MFA in Creative Writing programs provide students with concentrated time to write and receive feedback and expert guidance on their writing. Programs typically offer concentrations in at least poetry and fiction, and include classes on craft and technique, writing workshops, and opportunities to meet established writers. Top programs provide opportunities for writers to make contacts with agents, editors and publishers.
While many schools offer full-time MFA in Creative Writing programs, others offer what are called low-residency MFA programs. Most low-residency programs take two years to complete and require students to spend one to two weeks on campus a couple of times per year to take part in intensive seminars. Both traditional and low-residency programs typically expect students to have completed a book-length creative thesis.
Notable full-time programs include those at the University of Iowa, the University of Michigan, Boston University, and Cornell University. Notable low-residency programs include Antioch University and Bennington College in Vermont. The Tools for Writers page of the Poets & Writers website offers additional information and advice on choosing an MFA in Creative Writing program.
For artists, earning an MFA demonstrates advanced abilities in an art specialty field, such as graphic design, painting and drawing, or visual communications. Programs typically last two to three years and include a written thesis, an exhibition of the student's work, and an oral critique. Students pursuing an MFA in studio arts typically select a program in a particular form of art, such as painting, sculpture, ceramics, drawing, printmaking, photography, and bookmaking.
If you are interested in pursuing an MFA in one of the above fields, we encourage you to contact faculty members in the art department for suggestions and advice regarding specific schools and programs.
Students who are seeking a formal academic introduction to publishing may wish to consider pursuing specialized graduate degrees or certificate programs. While these programs are not necessary for entry into the field, they can help, particularly for graduates with little to no experience in the industry.
While only a limited number of schools offer these programs, a variety of degrees and certificates are available, including M.S. in Publishing, M.A. in Writing and Publishing, and Certificate in Publishing. Some schools also offer short-term publishing summer institutes. Look for programs that bring in publishing professionals from around the country, as these programs often provide strong networking opportunities.
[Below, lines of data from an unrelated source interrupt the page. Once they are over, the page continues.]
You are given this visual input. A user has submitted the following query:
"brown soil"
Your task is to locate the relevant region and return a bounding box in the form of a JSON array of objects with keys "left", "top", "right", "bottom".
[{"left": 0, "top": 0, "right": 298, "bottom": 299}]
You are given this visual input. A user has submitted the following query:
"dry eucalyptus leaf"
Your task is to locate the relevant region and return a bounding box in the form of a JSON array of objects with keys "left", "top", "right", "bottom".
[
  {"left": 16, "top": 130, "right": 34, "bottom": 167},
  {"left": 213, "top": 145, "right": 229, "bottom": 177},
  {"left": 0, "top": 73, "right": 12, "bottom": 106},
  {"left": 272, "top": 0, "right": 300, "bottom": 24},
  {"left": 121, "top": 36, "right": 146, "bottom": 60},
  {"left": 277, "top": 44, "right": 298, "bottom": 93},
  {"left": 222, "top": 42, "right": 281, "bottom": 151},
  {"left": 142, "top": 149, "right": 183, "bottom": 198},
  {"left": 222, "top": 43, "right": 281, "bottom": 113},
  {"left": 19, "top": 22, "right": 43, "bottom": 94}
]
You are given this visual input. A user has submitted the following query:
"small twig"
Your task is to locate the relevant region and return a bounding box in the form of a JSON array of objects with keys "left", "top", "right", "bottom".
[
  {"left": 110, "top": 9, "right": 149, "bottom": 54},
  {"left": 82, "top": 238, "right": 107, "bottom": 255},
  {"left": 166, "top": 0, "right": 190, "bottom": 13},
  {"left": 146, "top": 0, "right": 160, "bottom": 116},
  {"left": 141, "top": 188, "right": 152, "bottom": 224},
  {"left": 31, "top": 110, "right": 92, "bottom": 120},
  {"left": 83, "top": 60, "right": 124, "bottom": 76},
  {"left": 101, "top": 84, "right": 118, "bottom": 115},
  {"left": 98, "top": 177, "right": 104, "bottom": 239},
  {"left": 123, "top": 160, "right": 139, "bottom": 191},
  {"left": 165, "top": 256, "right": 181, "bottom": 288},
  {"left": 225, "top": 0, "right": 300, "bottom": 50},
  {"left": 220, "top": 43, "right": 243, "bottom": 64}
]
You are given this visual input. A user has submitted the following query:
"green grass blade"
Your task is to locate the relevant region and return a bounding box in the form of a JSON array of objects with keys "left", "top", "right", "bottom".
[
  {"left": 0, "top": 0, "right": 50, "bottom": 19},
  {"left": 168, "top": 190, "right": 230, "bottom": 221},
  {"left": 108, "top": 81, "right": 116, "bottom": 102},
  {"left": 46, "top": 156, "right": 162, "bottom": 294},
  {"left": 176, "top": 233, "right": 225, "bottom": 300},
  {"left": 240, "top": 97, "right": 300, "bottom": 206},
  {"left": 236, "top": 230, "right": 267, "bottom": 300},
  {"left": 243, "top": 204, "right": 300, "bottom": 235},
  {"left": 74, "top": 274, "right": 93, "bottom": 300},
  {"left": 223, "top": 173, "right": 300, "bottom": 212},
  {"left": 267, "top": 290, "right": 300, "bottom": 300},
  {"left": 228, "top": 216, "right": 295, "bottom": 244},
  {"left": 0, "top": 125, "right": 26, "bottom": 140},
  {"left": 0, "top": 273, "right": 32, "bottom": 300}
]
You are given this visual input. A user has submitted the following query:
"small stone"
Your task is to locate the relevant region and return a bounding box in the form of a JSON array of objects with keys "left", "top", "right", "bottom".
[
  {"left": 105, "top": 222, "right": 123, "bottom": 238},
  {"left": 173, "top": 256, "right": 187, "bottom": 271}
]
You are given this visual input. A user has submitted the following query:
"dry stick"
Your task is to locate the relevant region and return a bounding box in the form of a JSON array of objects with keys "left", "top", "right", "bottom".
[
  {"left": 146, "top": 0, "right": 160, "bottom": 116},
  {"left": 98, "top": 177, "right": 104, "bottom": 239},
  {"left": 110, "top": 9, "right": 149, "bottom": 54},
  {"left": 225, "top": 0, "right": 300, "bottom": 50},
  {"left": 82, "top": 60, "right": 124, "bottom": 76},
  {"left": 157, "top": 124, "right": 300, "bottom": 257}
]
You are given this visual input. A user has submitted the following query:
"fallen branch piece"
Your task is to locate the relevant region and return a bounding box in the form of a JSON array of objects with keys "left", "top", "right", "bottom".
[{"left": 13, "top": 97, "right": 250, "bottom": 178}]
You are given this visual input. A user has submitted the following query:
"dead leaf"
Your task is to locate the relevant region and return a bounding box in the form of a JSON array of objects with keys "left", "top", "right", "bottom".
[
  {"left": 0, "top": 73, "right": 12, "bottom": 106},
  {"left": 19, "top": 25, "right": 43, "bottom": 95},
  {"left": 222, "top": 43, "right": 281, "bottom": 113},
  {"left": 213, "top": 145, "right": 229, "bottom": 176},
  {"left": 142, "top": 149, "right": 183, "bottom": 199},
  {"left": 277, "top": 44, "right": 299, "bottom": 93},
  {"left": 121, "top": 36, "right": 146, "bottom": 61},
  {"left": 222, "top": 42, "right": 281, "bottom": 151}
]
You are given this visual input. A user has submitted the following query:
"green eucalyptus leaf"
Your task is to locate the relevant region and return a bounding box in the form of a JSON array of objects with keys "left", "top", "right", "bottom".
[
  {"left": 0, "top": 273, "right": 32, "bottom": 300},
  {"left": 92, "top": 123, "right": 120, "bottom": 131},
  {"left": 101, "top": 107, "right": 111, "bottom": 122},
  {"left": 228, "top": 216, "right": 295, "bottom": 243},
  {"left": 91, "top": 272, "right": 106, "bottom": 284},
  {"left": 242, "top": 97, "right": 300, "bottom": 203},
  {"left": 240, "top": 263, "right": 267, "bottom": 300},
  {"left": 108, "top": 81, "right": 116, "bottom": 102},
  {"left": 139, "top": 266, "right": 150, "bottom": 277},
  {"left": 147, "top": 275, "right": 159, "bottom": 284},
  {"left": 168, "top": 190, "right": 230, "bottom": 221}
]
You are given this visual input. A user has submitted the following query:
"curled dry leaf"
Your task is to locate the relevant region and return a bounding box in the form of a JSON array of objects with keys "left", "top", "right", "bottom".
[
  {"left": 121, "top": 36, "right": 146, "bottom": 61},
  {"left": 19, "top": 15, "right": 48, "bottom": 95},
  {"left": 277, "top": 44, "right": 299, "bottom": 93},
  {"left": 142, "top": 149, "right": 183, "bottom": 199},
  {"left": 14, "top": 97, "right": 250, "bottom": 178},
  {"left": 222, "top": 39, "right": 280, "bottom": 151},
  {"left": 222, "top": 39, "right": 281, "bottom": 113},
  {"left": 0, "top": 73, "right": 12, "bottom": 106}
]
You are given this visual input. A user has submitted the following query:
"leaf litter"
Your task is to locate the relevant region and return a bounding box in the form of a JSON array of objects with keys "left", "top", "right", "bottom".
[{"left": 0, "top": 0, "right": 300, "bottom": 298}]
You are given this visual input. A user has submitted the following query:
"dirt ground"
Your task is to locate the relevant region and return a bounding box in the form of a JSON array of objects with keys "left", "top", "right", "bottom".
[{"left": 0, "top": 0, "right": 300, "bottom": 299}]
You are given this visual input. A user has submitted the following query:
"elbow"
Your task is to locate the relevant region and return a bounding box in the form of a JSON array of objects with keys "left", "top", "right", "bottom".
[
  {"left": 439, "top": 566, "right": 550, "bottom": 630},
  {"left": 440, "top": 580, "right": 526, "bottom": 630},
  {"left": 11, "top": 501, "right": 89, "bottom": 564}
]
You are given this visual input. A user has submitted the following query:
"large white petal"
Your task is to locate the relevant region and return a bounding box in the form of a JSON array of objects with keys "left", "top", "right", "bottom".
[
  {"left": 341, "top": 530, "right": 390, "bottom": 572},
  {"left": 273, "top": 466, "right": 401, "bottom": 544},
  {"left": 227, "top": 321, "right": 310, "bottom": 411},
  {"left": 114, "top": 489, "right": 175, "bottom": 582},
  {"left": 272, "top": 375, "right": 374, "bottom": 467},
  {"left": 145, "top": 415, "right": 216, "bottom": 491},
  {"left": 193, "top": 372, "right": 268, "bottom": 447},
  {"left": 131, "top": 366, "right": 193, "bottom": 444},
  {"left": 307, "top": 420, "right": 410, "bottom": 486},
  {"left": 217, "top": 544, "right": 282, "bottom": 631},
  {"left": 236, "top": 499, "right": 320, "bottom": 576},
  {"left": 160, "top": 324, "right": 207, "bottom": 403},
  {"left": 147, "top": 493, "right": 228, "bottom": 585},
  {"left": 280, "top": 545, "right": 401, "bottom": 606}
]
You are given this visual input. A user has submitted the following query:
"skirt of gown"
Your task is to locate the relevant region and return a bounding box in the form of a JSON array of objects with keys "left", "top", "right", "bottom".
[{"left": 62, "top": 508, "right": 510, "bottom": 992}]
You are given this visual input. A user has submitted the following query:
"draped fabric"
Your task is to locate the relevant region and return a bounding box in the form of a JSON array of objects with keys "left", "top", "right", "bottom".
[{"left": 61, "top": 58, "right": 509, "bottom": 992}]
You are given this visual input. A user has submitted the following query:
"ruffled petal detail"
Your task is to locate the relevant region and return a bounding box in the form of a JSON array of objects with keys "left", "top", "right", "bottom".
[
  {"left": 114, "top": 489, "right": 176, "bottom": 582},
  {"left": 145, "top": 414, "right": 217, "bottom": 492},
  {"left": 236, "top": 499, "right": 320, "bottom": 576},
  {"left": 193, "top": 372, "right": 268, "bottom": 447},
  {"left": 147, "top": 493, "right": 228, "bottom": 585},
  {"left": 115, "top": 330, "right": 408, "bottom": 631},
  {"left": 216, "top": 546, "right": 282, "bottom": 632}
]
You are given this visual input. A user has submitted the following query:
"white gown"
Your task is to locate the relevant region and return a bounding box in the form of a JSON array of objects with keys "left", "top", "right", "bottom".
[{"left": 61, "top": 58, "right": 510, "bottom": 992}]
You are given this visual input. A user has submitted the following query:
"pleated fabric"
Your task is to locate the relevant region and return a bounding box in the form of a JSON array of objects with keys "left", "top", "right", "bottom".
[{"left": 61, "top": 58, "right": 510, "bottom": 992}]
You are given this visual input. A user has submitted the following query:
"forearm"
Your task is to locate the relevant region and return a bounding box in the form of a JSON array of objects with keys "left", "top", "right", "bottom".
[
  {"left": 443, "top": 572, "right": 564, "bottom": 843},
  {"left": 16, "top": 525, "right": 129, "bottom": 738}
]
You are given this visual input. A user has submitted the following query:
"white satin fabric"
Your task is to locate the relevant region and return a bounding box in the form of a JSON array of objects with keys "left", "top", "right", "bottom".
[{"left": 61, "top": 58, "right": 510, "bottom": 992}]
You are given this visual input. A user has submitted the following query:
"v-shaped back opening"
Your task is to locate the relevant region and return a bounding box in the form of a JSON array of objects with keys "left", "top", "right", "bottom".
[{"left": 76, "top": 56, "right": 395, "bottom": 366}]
Sample programs include the Columbia Publishing Course, the NYU M.S. in Publishing: Digital and Print Media and Summer Publishing Institute, the Denver Publishing Institute, and the DePaul M.A. in Writing and Publishing. Bookjobs.com maintains a complete list of publishing programs on its website.
Masters programs in journalism are typically one to two years, and give students the opportunity to focus on, at the minimum, either print or broadcast journalism. Many schools have additional specialty programs or concentrations in fields like criticism, television reporting, and magazine writing. Degrees offered include the M.S., the M.A., and the M.J. (Master of Journalism).
An often-discussed downside to journalism school is its cost: programs tend to be expensive, and a graduate degree typically does not increase entry-level salaries. PhD programs also are available, and typically are populated by professionals with significant experience in the field.
Sample programs include those at Columbia, Stanford, University of Maryland, and University of North Carolina at Chapel Hill.